Едва заметный кивок, его губы сжаты.
— И… где он? В Сан-Франциско?
— Боже, нет, — тихо произносит он. — Он далеко отсюда. В Норвегии. В крошечной деревушке, которую никто не может найти. То есть ни один человек.
Я так заинтригована, несмотря на то, что диван, кажется, поглощает меня целиком.
— Ты там бывал? — спрашиваю я.
— Конечно, — говорит он, как будто я идиотка, раз спросила.
— Сколько тебе лет?
— Много.
— Почему не говоришь? Когда ты родился? Или, я бы сказала, возродился?
— Почему думаешь, что вампиры возрождаются?
Я открываю рот, потом закрываю.
— Значит, ты не можешь обратить вампира? Я думала, в этом весь смысл?
— Какая необходимость в этом, если мы можем создать их другим способом? — многозначительно спрашивает он. — Трахаясь.
То, как он говорит «трахаться», звучит очень грубо, но, конечно, от этого у меня загорается кожа, и возникает острая боль.
Он сказал это нарочно.
Я прочищаю горло.
— Значит, ты не можешь обратить вампира.
— Могу, — медленно произносит он. — Но это теперь запрещено.
— Кто сказал?
— А ты как думаешь?
— Скарде? — он кивает. — Почему?
— Так делали, чтобы пополнить количество, а потом запретили. Все редко идет так, как хочешь. Люди, которые становились вампирами… были психически и физически нестабильны, мягко говоря. Для некоторых это ужасная жизнь.
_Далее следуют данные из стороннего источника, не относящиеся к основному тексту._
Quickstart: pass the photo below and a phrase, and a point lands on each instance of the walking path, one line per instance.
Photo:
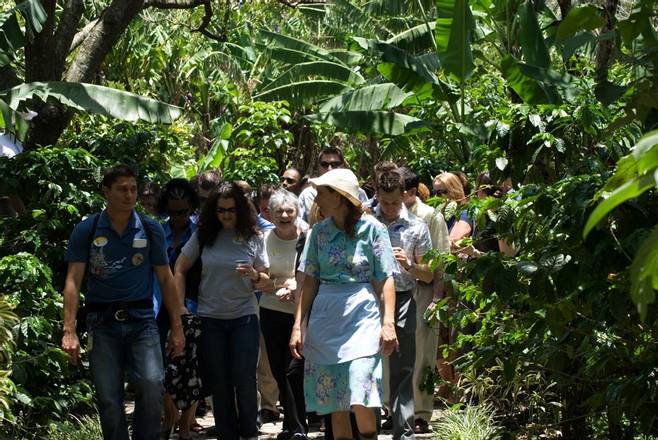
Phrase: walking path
(269, 431)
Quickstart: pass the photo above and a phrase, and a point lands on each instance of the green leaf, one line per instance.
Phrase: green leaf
(381, 122)
(583, 18)
(627, 191)
(219, 148)
(457, 58)
(294, 44)
(303, 93)
(375, 97)
(415, 39)
(325, 69)
(530, 35)
(347, 57)
(536, 85)
(643, 274)
(607, 93)
(95, 99)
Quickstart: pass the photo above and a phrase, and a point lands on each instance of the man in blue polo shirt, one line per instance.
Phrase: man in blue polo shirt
(411, 240)
(121, 250)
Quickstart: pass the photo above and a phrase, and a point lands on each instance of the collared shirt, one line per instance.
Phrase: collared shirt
(119, 266)
(262, 224)
(331, 256)
(435, 222)
(411, 234)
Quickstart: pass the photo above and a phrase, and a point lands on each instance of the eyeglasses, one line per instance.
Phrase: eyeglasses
(178, 212)
(332, 164)
(223, 210)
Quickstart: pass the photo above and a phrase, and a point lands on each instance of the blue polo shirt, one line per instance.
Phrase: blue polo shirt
(119, 266)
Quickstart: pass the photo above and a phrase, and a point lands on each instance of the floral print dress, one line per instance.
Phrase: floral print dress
(343, 366)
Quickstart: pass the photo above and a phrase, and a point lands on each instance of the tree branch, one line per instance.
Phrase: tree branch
(205, 22)
(294, 4)
(101, 38)
(82, 34)
(66, 31)
(175, 4)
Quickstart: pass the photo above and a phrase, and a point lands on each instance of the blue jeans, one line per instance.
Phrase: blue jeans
(131, 346)
(229, 350)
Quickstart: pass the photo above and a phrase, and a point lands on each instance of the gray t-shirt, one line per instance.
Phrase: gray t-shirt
(223, 293)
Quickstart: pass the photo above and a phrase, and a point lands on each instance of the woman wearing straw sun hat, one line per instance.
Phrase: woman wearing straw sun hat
(347, 260)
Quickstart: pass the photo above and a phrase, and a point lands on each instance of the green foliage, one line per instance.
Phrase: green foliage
(94, 99)
(260, 142)
(12, 37)
(45, 386)
(474, 422)
(83, 428)
(8, 320)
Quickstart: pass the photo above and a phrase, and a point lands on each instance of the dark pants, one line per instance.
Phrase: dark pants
(401, 367)
(229, 349)
(287, 371)
(131, 346)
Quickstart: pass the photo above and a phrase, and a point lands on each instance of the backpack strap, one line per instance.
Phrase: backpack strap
(90, 237)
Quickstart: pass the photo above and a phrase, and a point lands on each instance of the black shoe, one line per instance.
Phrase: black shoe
(268, 416)
(284, 435)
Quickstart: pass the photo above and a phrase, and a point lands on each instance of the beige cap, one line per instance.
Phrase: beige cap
(342, 180)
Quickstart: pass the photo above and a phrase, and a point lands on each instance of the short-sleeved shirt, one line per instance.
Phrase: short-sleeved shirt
(172, 254)
(223, 292)
(463, 215)
(411, 234)
(119, 266)
(282, 254)
(331, 256)
(435, 222)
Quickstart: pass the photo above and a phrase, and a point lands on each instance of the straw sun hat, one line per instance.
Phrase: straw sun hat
(342, 180)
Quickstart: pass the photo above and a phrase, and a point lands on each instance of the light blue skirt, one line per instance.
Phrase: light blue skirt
(336, 387)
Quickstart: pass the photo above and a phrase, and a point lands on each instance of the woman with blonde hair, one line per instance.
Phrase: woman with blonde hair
(347, 260)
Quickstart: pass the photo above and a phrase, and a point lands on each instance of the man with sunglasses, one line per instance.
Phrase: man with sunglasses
(291, 180)
(329, 158)
(119, 250)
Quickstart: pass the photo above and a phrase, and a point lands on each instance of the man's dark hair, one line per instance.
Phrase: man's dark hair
(265, 192)
(390, 181)
(208, 180)
(411, 179)
(113, 174)
(332, 150)
(178, 189)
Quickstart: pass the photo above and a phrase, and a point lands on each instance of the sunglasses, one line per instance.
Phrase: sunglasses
(223, 210)
(178, 212)
(333, 164)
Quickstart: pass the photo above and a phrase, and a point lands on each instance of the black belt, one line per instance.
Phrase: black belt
(119, 309)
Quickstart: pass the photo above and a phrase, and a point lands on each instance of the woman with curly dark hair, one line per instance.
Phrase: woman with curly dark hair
(234, 259)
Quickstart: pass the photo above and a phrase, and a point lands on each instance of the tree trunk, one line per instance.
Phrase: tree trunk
(606, 47)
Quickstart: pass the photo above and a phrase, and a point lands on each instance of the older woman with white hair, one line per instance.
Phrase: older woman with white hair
(347, 261)
(277, 309)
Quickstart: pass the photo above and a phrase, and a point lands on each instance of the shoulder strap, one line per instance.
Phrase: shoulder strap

Большинство так или иначе кончают с собой, намеренно или нет. Хочешь знать, почему вампиры стали такими страшными и пугающими существами? Вот как. Они — настоящие монстры в этом мире.
Я невольно вздрагиваю.
— Ты кого-нибудь превращал?
Его глаза резко сужаются.
— Я бы никогда этого не сделал. Помни, я жесток, но не настолько. — он замолкает, его пальцы сжимают стакан настолько сильно, что я начинаю беспокоиться, как бы он не разбился вдребезги. — Чем меньше на этой земле кровожадных диких существ, тем лучше.
Я решаю, что мне больше не следует спрашивать об этом. Во всяком случае, не у него. С другой стороны, Вульф тоже казался довольно скрытным и неловко говорил о Скарде. Интересно, может весь этот дом записан во враги у Короля вампиров? А как иначе, если Солон со своими дружками уже бог знает сколько времени передают вампиров ведьмам?
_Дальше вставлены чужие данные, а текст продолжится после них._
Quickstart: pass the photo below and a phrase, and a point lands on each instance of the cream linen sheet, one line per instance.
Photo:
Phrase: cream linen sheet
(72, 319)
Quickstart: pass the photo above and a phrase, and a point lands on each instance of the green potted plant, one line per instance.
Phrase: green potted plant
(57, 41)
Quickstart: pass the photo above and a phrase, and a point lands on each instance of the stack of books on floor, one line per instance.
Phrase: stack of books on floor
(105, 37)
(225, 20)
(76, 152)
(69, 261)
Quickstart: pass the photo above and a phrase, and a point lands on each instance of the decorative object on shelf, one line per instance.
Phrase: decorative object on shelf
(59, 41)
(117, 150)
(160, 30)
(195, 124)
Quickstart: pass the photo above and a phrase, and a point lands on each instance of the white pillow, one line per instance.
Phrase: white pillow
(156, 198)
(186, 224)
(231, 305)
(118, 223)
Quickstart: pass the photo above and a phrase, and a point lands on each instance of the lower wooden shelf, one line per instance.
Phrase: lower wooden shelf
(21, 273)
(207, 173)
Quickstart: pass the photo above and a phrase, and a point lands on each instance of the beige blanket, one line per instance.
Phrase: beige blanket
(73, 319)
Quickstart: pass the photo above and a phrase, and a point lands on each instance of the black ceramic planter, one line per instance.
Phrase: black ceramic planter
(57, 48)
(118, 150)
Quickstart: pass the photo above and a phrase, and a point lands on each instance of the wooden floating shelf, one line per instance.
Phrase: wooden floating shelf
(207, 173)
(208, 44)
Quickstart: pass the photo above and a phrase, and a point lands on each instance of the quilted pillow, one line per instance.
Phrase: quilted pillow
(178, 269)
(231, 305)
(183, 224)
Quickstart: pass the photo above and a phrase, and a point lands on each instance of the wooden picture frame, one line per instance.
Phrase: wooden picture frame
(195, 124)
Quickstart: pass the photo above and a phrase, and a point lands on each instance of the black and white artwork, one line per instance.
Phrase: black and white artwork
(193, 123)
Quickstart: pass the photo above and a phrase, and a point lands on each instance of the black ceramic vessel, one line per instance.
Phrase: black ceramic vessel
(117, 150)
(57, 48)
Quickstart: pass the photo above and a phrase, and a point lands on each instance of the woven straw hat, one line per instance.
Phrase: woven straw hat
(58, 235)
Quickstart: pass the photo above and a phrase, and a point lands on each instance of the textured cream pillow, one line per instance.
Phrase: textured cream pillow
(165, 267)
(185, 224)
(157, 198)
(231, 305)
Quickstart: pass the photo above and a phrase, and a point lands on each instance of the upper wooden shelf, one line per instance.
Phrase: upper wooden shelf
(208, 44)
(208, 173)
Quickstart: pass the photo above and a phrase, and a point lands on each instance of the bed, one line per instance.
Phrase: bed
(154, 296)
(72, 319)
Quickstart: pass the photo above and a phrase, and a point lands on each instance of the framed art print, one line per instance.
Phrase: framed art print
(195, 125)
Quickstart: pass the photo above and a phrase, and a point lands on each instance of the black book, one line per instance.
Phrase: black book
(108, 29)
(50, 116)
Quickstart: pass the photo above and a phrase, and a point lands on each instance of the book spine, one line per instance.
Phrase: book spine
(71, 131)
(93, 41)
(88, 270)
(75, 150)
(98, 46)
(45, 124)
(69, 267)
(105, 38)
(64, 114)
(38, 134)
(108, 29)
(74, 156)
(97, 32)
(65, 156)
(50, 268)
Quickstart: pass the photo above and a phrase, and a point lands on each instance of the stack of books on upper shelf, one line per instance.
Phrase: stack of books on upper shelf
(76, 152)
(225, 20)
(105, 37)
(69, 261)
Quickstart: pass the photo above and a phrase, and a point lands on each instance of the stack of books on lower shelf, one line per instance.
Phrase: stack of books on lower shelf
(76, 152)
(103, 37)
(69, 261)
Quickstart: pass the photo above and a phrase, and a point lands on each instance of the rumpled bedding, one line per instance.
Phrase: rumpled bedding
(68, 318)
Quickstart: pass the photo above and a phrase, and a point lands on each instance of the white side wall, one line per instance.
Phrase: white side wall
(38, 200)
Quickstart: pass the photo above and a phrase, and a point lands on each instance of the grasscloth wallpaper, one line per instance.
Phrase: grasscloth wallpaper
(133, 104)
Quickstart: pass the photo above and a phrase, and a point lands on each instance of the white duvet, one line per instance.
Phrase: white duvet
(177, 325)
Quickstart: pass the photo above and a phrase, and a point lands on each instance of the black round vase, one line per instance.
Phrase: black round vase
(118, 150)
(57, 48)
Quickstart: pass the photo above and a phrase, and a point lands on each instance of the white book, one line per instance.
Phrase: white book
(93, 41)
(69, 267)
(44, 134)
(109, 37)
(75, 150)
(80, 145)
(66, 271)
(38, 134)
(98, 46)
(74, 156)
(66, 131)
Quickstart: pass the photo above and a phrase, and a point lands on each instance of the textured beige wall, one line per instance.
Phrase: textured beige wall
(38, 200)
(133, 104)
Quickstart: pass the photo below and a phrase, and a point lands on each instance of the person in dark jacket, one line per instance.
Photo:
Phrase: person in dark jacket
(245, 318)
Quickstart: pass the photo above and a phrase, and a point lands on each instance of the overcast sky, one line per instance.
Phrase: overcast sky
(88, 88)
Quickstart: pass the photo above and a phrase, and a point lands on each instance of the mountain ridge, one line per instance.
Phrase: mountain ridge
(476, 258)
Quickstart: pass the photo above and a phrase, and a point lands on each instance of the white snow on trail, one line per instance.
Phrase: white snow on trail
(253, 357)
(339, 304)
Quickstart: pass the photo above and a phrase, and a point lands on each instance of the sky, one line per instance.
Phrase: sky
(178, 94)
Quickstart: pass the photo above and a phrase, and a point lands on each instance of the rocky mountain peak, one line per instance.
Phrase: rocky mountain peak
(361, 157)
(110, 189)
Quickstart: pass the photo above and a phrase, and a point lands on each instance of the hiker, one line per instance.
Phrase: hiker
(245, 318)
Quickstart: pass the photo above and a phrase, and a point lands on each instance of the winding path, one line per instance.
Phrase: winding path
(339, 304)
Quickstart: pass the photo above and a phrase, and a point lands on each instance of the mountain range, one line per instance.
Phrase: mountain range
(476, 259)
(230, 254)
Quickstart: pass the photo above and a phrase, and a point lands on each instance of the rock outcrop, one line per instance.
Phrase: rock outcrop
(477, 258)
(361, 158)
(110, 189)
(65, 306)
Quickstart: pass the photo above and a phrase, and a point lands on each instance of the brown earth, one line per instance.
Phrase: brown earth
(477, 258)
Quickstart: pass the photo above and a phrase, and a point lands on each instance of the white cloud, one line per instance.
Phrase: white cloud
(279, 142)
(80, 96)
Солон выпрямляется в кресле, глядя в сторону книжной полки.
— Возможно, нам следует… включить какую-нибудь музыку.
Классическая музыка сразу же наполняет комнату.
Я впечатлен.
— Дай угадаю, это какая-то магия, которой ты научился у ведьм? — спрашиваю я.
— Нет, — спокойно отвечает он. — Это «Алекса».
— Ого, — говорю я, чувствуя, как краснею.
— У меня действительно есть небольшой арсенал магии, который я выменял, но в большинстве случаев побеждает технология.
— Музыка прекрасная, — говорю я ему, наслаждаясь мрачными, элегантными звуками, ощущая то чувство спокойствия, которое было, когда я впервые вошла в дом. — Что это?
— «The Poet Acts» Филипа Гласса. Неплохо для современного композитора.
Термин «современный композитор» заставляет меня задуматься о том, скольких композиторов он, должно быть, застал за свою жизнь.